India ’12 was recently selected as the 2011 Guerin Prize winner and will meet Salman Khan, the American she most admires, this spring. Khan is the founder of a not-for-profit online educational platform called Khan Academy.
To get a sense of the widespread impact of Khan’s free educational videos, picture your favorite math teacher at Marlborough. He or she might teach around three different classes this year, each with around 15 students.
Salman Khan’s lessons, however, have been seen over 45 million times. Khan Academy now offers more than 2,100 video tutorials on subjects ranging from L’Hôpital’s Rule in Calculus to the French Revolution.

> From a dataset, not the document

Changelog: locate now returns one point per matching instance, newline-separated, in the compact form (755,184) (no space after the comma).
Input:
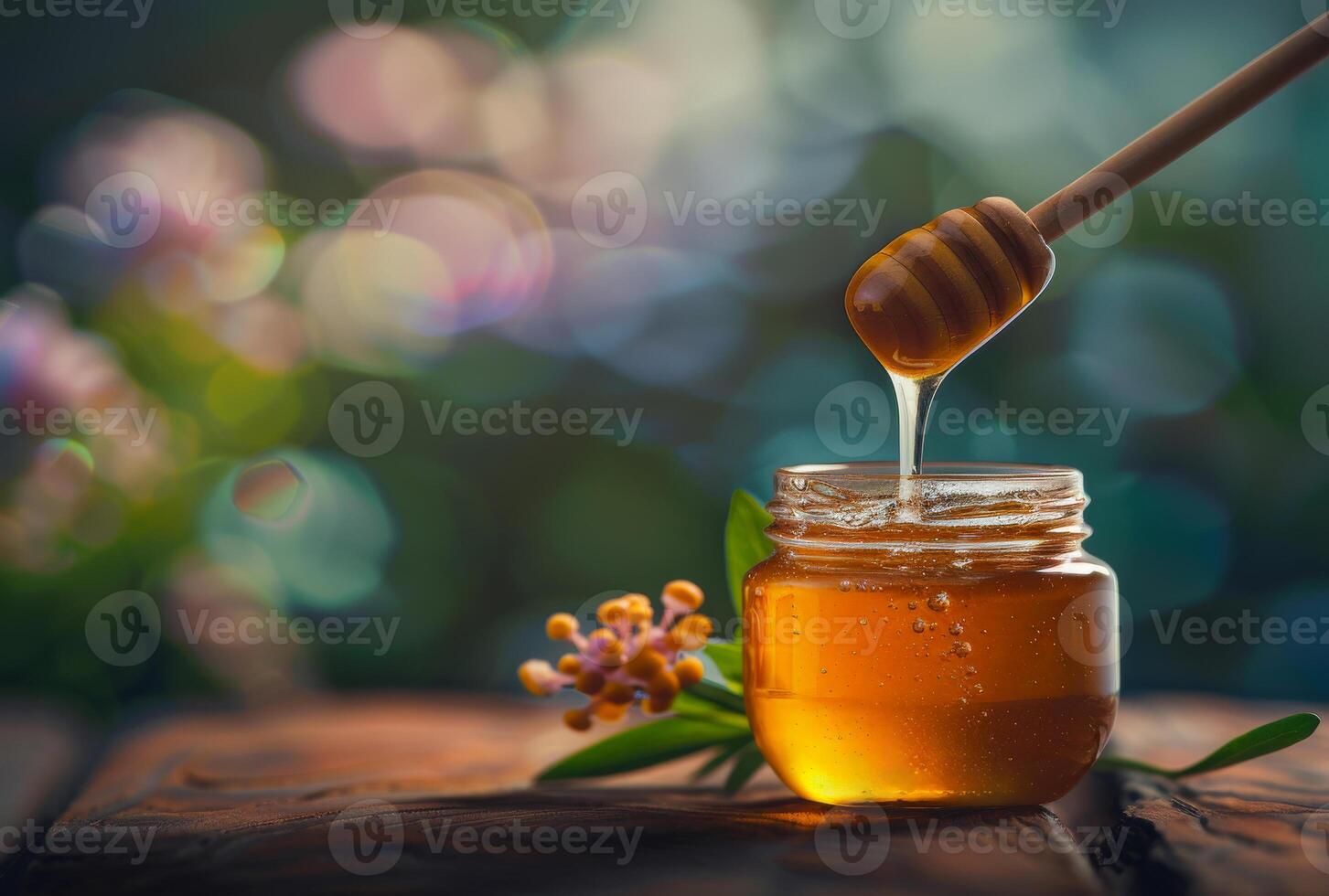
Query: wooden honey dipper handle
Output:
(1182,132)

Khan, a New Orleans native whose parents immigrated to America from India and Bangladesh, graduated from MIT and Harvard Business School, scored an 800 on the math section of the SAT, and was valedictorian of his high school class. After uploading algebra video tutorials on his YouTube channel to help his cousins, the popularity of his lessons began to grow. In 2009, Khan quit his job as a hedge fund manager to focus full-time on Khan Academy.
Khan has stated that the goal that his motives for this drastic decision are simple:
“With so little effort on my own part, I can empower an unlimited amount of people for all time. I can’t imagine a better use of my time.”

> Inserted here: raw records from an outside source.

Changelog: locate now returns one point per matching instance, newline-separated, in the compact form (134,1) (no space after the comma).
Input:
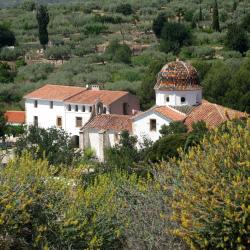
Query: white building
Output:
(178,98)
(99,116)
(70,108)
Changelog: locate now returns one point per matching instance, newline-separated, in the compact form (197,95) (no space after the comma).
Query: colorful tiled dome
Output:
(178,75)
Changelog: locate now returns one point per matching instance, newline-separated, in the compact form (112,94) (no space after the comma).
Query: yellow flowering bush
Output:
(40,208)
(210,190)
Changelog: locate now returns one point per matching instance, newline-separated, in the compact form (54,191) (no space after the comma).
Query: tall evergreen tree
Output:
(234,5)
(216,23)
(200,13)
(42,17)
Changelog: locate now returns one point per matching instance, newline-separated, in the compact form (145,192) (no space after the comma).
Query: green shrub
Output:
(6,74)
(36,200)
(46,143)
(11,54)
(33,72)
(210,190)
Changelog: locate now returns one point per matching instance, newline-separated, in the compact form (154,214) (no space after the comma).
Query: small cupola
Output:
(178,85)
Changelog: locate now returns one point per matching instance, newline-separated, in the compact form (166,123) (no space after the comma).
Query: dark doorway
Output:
(125,108)
(75,141)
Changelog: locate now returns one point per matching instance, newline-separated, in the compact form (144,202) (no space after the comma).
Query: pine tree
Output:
(42,17)
(216,23)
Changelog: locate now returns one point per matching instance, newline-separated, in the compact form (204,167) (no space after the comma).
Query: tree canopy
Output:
(42,17)
(7,37)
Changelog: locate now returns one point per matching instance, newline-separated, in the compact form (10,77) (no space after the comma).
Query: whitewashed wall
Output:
(141,126)
(46,116)
(192,97)
(70,125)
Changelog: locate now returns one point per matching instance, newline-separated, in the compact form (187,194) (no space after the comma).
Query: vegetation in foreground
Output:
(200,200)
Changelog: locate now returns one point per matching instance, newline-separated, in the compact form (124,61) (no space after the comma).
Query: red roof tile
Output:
(91,96)
(110,121)
(55,92)
(170,113)
(213,114)
(17,117)
(178,75)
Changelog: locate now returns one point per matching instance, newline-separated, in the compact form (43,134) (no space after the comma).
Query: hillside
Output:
(80,31)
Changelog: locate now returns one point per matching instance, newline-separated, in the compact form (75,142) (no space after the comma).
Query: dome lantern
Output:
(178,75)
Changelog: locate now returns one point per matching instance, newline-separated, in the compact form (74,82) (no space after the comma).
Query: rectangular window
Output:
(36,121)
(59,121)
(78,122)
(152,125)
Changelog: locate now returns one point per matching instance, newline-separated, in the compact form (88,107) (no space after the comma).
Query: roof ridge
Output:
(176,110)
(74,95)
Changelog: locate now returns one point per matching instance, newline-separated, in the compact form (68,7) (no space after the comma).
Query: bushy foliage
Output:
(225,82)
(119,52)
(174,36)
(35,200)
(48,143)
(123,155)
(58,52)
(125,9)
(33,72)
(158,24)
(7,37)
(42,16)
(147,94)
(173,128)
(11,54)
(6,74)
(210,191)
(166,147)
(239,40)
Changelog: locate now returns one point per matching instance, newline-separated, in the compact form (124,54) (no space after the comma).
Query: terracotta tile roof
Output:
(213,114)
(170,113)
(178,75)
(55,92)
(17,117)
(91,96)
(110,121)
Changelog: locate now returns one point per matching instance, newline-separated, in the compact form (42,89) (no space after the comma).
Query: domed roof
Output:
(178,75)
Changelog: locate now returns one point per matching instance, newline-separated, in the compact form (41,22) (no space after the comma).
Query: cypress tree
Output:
(234,5)
(216,23)
(42,17)
(200,13)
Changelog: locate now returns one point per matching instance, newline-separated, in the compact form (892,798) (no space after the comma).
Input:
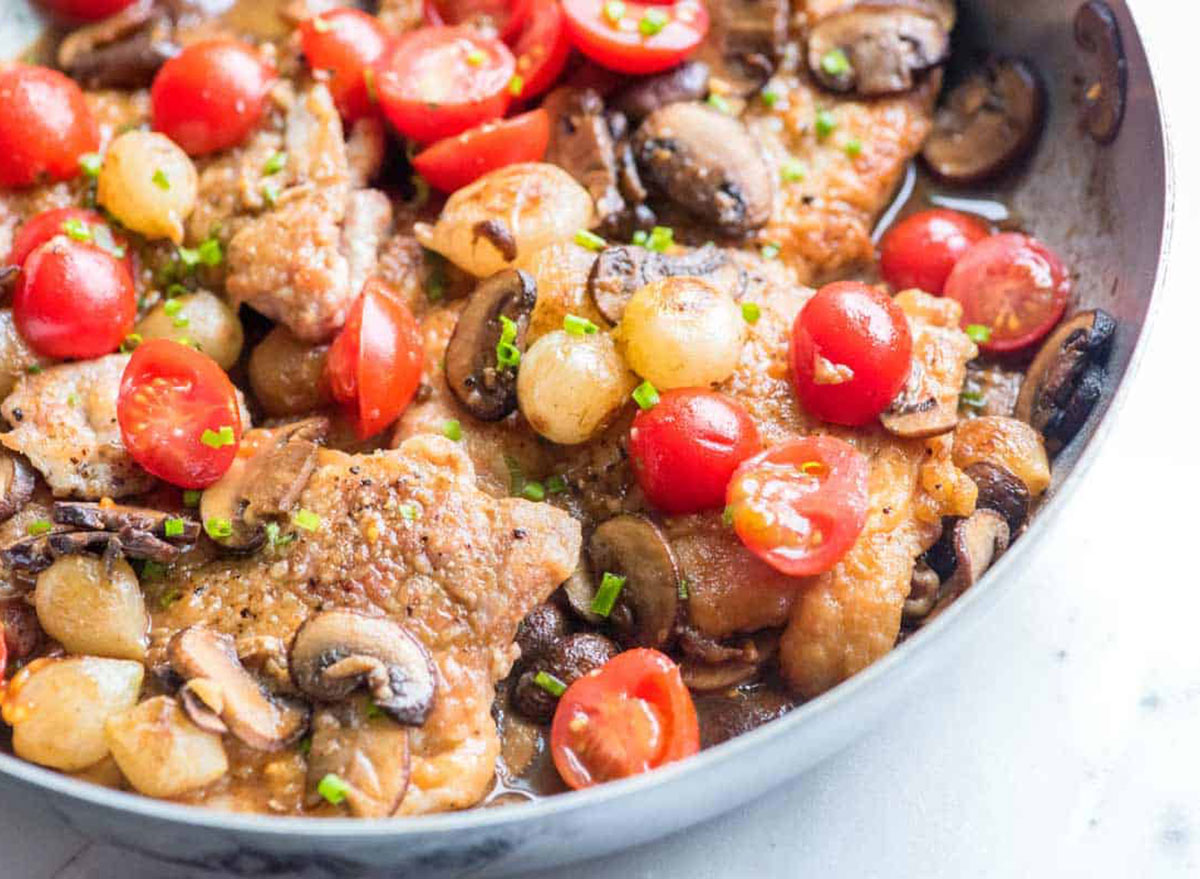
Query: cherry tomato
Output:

As India ’12 and millions of other Academy viewers have seen, Khan has certainly achieved this goal.
Marlborough is beginning to use Khan’s videos as a useful supplement to traditional in-class math lessons. Math instructor John Frank recently assigned his Calculus classes to watch Khan’s videos for homework, and math instructor Chris Talone is considering incorporating Khan’s videos into his AP Statistics class next year.

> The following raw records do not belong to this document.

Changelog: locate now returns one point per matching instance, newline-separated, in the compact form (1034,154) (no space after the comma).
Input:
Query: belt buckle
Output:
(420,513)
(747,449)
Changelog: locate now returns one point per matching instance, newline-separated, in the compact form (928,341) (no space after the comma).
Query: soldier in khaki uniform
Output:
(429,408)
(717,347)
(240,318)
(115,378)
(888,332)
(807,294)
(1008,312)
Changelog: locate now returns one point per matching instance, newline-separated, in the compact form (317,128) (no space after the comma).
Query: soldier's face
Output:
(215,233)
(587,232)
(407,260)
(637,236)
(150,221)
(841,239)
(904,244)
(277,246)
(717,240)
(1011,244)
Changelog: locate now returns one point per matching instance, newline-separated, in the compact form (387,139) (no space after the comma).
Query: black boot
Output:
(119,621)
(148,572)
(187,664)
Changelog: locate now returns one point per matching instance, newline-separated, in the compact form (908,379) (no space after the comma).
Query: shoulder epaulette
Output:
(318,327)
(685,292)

As someone currently taking Calculus at Marlborough, I can safely say that Khan’s videos have helped me better understand math. Lessons in class are, of course, how I learn these skills at first, but online tutorials are a valuable resource to have when I’m at home and need a little extra review on how to find the volume of a function rotated about the y-axis. After all, thanks to the accessibility of online resources, it has become infinitely easier to truly understand and appreciate the value of subject material.